Berlin is filled with suggestions. You cannot conjure up exactly what Berlin looks like in your mind because it is a city filled with references. You cannot look at the visual landscape of Berlin and have it resonate like Park Güell and the Gaudi architecture of Sagrada Familia in Barcelona, or the soaked “street” view of Venice. However, when staring at Berlin, Berlin suggests that you remember history here, Berlin allows for projection there, Berlin suggests that you spend time in nature when you round every corner. Berlin stays interpretable so that there is space to see home, to see history, to see sustainability, and to see Berliners. You can think of it like a projection screen— a space to be filled with thought and creation and image and self. In so many ways, Berlin’s cityscape is not without character—however, history, narrative, and its people mark its character, rather than any particular engrained aesthetic.

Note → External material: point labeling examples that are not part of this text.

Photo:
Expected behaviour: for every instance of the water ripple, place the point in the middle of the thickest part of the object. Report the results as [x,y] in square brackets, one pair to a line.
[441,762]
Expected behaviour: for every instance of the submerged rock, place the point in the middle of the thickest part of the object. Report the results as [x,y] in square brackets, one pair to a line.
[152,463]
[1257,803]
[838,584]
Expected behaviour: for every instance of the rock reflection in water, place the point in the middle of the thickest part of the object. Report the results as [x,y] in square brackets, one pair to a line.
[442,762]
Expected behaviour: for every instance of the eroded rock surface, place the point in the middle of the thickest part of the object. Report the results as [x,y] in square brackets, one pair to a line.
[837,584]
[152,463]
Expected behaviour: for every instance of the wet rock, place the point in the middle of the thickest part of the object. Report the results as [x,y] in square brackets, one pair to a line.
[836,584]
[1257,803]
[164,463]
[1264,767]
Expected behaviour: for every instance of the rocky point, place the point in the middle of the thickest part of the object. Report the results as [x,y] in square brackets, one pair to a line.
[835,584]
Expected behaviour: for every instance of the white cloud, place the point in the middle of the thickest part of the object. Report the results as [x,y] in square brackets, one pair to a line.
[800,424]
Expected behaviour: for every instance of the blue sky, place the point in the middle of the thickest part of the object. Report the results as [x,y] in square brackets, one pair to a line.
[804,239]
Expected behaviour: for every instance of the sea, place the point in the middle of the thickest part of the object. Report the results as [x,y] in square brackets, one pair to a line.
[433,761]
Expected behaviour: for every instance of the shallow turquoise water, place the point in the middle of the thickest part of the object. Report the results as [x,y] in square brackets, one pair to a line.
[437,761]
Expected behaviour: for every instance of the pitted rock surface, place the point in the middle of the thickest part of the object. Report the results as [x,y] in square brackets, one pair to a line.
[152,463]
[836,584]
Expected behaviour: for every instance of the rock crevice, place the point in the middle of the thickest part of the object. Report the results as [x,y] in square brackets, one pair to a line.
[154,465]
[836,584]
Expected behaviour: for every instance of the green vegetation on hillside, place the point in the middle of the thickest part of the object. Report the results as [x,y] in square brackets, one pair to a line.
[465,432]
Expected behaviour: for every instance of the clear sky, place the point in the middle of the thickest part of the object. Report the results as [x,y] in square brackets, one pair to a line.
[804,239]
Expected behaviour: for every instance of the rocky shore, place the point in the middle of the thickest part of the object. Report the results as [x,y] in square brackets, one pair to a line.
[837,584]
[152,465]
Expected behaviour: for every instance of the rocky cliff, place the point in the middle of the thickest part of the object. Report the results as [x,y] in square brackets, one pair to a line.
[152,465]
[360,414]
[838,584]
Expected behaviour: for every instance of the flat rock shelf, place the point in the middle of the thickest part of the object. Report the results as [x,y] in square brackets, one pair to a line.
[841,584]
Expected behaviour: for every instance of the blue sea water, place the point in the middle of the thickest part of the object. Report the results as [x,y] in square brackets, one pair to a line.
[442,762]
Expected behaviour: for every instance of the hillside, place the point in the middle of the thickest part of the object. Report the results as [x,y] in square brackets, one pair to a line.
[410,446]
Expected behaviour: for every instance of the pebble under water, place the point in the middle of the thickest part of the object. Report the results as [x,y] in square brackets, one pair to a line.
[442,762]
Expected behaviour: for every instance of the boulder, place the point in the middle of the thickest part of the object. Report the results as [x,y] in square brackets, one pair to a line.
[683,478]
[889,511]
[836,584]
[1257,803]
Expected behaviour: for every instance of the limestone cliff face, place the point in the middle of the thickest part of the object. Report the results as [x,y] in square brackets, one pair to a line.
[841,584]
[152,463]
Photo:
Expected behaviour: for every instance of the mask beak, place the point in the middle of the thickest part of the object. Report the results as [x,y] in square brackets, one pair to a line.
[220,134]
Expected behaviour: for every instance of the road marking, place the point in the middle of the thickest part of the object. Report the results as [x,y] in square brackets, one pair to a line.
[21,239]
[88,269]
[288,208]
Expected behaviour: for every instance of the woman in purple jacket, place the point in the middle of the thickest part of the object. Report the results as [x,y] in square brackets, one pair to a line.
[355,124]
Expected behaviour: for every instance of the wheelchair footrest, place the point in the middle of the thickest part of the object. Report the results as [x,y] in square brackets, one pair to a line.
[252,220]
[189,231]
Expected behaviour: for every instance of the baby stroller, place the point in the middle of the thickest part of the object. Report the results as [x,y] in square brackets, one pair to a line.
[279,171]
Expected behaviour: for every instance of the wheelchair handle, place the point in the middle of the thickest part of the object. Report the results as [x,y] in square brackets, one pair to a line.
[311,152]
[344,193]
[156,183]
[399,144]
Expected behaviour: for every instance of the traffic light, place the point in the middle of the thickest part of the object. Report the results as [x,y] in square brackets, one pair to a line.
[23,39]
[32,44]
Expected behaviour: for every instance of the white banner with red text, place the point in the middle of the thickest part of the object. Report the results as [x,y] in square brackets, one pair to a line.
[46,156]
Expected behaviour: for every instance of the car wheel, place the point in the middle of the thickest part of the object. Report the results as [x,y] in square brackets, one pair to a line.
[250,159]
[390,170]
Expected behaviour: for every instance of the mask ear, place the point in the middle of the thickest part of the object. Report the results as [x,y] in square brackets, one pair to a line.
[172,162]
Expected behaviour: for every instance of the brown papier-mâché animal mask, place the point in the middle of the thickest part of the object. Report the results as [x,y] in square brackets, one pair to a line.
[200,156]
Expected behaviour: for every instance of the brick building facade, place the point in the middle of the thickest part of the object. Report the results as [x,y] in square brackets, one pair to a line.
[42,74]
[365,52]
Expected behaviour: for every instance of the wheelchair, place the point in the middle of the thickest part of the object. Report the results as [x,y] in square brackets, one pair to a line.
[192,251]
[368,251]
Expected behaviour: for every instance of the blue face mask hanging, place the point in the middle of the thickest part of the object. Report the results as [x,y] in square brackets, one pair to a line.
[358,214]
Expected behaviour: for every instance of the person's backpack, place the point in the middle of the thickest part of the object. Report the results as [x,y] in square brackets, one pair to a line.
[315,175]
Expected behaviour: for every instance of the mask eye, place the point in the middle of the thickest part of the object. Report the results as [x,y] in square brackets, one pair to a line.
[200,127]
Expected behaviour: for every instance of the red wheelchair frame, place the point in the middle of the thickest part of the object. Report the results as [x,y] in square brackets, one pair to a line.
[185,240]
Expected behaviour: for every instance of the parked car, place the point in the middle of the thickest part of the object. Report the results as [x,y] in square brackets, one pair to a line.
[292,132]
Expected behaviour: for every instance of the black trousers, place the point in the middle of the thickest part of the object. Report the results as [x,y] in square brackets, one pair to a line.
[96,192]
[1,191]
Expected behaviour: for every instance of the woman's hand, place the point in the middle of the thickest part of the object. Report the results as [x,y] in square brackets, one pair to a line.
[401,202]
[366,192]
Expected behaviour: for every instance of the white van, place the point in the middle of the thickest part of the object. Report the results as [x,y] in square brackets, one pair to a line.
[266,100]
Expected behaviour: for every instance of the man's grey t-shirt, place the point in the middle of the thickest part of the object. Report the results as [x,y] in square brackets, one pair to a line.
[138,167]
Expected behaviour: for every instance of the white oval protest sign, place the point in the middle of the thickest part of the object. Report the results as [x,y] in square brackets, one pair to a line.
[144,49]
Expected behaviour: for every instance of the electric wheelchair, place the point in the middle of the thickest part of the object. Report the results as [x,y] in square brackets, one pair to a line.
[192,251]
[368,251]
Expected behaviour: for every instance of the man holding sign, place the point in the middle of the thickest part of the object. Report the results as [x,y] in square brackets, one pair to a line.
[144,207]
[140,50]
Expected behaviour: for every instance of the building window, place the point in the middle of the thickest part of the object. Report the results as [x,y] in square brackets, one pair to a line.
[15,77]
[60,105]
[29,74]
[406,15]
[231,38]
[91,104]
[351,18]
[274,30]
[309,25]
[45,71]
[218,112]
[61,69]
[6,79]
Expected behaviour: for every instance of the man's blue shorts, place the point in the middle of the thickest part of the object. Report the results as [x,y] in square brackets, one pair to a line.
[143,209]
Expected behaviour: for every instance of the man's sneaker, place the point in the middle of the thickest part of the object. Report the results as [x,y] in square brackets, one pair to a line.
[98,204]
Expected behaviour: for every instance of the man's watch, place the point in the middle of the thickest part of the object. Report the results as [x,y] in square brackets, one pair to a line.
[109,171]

The surface-level monotony of the visual cityscape is something that struck naïve little me immediately. After week one, I was scrolling through photos and clips captured on a friend’s phone of our shared moments in Berlin. In the background of a video from day two you can hear me saying,
“I am not sure how I could ever find my way around if I ever got lost without technology—and if there were no people around! Oh hell— all the buildings look the same”

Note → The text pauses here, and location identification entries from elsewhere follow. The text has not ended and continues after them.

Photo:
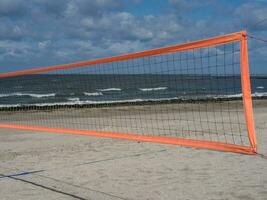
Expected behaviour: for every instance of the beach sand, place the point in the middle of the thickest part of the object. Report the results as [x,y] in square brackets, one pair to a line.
[38,165]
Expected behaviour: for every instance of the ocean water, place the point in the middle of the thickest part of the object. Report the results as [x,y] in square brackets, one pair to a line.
[72,89]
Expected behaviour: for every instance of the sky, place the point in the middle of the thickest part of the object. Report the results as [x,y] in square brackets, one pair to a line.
[36,33]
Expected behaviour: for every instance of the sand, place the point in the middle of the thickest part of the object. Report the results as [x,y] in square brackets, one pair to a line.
[56,166]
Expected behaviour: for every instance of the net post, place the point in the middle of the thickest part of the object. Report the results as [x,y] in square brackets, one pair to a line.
[246,91]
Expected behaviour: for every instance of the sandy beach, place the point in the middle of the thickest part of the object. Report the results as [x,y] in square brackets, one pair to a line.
[36,165]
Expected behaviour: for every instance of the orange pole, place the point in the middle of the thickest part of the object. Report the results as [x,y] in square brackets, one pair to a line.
[165,50]
[218,146]
[246,90]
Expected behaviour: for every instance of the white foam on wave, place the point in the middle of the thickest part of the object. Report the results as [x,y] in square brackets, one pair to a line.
[87,102]
[109,89]
[28,94]
[77,101]
[93,93]
[152,89]
[73,99]
[256,94]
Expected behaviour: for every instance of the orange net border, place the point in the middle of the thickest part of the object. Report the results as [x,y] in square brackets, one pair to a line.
[246,91]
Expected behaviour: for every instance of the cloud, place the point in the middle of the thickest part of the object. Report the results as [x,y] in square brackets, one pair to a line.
[257,18]
[14,8]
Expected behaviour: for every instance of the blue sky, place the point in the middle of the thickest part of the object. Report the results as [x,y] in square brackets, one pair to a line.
[36,33]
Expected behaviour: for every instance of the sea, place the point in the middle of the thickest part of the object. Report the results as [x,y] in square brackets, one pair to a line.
[93,89]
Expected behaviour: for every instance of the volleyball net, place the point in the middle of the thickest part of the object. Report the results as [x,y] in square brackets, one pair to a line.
[195,94]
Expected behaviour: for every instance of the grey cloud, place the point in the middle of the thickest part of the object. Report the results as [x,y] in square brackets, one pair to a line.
[253,15]
[14,8]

I immediately scoffed at myself (Sometimes I find that you can only truly self-criticize in retrospect). Not only is this statement of mine impractical— as there are almost always people on the streets of Berlin and technology is always in sight—but this statement showed my fundamental lack of understanding of the way Berlin functions. To be lost in Berlin is to pause. If you are physically lost, pause and observe the individuals that populate your current environment. It is easy to orient one’s self based on the aesthetics of the humans that surround you. In Kreuzberg you will find grey concrete buildings, but also hip younger people headed to galleries, or bars, or to buy a “Milch Kaffee” (milk coffee). In Mitte you will find grey concrete, however you will also find University students and academics exploring the historically rich neighborhood. In my mind the people guide you instead of the physical structures of the city.

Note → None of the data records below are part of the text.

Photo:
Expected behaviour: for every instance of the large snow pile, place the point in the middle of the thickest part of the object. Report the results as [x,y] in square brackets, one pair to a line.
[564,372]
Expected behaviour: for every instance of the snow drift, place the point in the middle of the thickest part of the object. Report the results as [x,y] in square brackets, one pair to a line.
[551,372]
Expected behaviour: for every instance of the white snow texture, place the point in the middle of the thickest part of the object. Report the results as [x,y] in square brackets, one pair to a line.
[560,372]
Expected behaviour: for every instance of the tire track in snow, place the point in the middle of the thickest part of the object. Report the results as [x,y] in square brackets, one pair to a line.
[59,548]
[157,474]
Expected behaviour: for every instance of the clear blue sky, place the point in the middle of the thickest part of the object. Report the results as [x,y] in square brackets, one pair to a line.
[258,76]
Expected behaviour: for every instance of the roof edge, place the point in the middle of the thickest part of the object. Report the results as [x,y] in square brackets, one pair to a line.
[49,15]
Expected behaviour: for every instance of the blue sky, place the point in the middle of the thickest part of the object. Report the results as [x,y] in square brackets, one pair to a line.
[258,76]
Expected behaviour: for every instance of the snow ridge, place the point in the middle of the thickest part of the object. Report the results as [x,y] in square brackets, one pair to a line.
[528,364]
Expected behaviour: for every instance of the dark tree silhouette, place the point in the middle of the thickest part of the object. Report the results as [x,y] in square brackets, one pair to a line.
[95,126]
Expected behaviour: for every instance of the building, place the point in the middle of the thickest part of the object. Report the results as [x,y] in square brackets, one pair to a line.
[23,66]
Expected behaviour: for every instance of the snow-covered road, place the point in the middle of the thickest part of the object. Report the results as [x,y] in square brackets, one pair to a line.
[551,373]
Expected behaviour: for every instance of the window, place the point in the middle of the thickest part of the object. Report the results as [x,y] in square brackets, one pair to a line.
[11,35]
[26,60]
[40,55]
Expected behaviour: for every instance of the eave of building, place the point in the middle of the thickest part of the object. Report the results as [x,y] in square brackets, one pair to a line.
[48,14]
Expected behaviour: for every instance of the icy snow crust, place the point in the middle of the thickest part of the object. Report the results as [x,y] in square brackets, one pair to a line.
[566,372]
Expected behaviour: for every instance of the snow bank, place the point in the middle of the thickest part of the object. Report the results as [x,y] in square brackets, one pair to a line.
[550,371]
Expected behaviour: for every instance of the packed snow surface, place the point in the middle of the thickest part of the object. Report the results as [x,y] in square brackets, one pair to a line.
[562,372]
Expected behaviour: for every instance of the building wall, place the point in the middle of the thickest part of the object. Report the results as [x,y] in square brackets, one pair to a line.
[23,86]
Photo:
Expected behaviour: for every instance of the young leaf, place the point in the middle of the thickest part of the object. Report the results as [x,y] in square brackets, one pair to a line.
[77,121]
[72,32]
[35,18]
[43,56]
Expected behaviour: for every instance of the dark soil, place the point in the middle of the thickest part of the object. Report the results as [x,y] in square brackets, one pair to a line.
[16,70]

But there is another meaning to the word “lost” in Berlin, and this one is to pause, physically and mentally. In American English we speak of individuals who are less active in presence, action, or participation by using phrases like “space kadet”, “vegetables”, and people who have their “head in the clouds”. We address these individuals by saying, “earth to [insert name here]!” These descriptions of “zoning out” imply to some extent that people who are “lost in the clouds” are mentally lost— not focusing on or thinking about anything important, but are acting like “vegetables” or other inanimate objects. This idea of being completely inanimate when having one’s “head in the clouds” fails to recognize that one’s private thoughts can be as animated, active, and important as the throughts one chooses to socially share. From my short-term observation of this beautiful city and its cultural lifeblood, Berlin understands this contemplative time and allows for these lost moments to occur peacefully in public space. Thus I will state, with an air of envy and anticipation for this culture to rub off on me, that Berliners know the beauty in being lost.